Случай беспрецедентный, даже знаменитым прозаикам редко удается подобный дуплет. Здесь же дело шло явно о немосковском писателе: и "Облетел наш сад", и "Песни об умерших детях" были посвящены Грузии и не походили на путевые очерки. Армянская фамилия автора тоже говорила сама за себя. Но, сколь ни необычны были эти публикации, о них вскоре забыли бы, и дело ограничилось бы восторженной статьей Ольги Кучкиной в "Комсомолке" и несколькими кислыми упоминаниями в литературных обзорах, отмечавших известное безвкусие Оганова. Не в духе нынешнего иронического литературного обихода делать критикам подсказки и давать такие жанровые подзаголовки, как "трагифарс" или "народный балаган". Но Оганов уже в следующем году продолжил экспансию.
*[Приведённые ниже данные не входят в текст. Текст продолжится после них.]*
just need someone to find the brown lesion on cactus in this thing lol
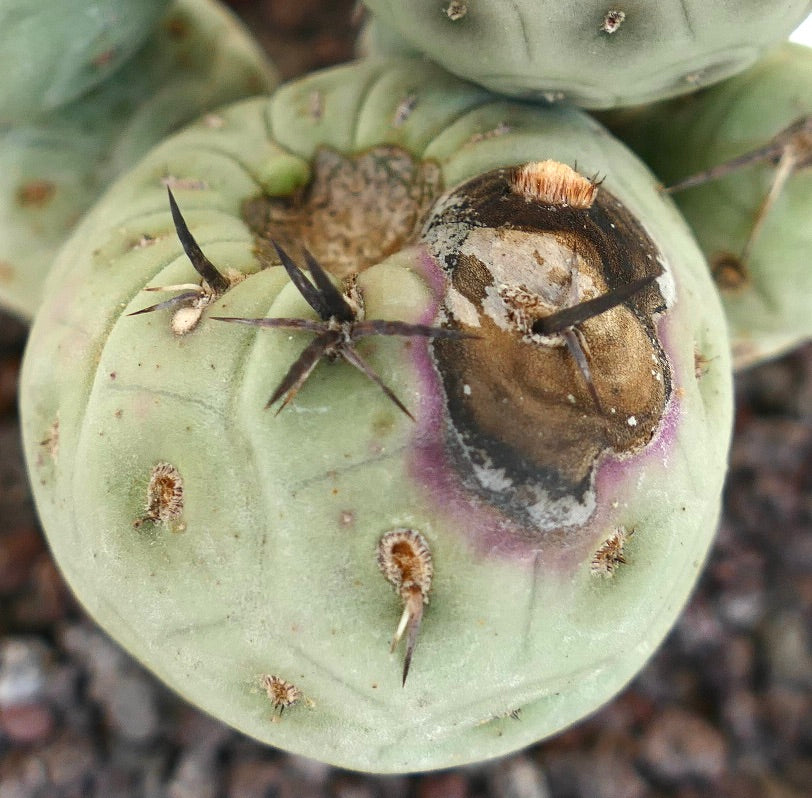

В том же "Октябре" он печатает трагический роман "Венок грехопадения", а в "Новом мире" "современный эпос" "Песнь виноградаря осенью". Но и это не все: в первом номере журнала "Лепта" за этот год появляется "притча" под названием "Кассандра". Мало кто знает, что это — эпилог "романа-сплетни" "Кровь Пастернака" о последнем годе жизни поэта, со страхом и крестными знамениями отвергнутого всеми литературными изданиями, как "правыми", так "левыми". Теперь осторожнейший Игорь Виноградов, не устояв перед соблазном хоть легкого скандала, печатает отрывки из этого опуса в "Континенте". А "Октябрь" дает роман Оганова о Саят-Нова.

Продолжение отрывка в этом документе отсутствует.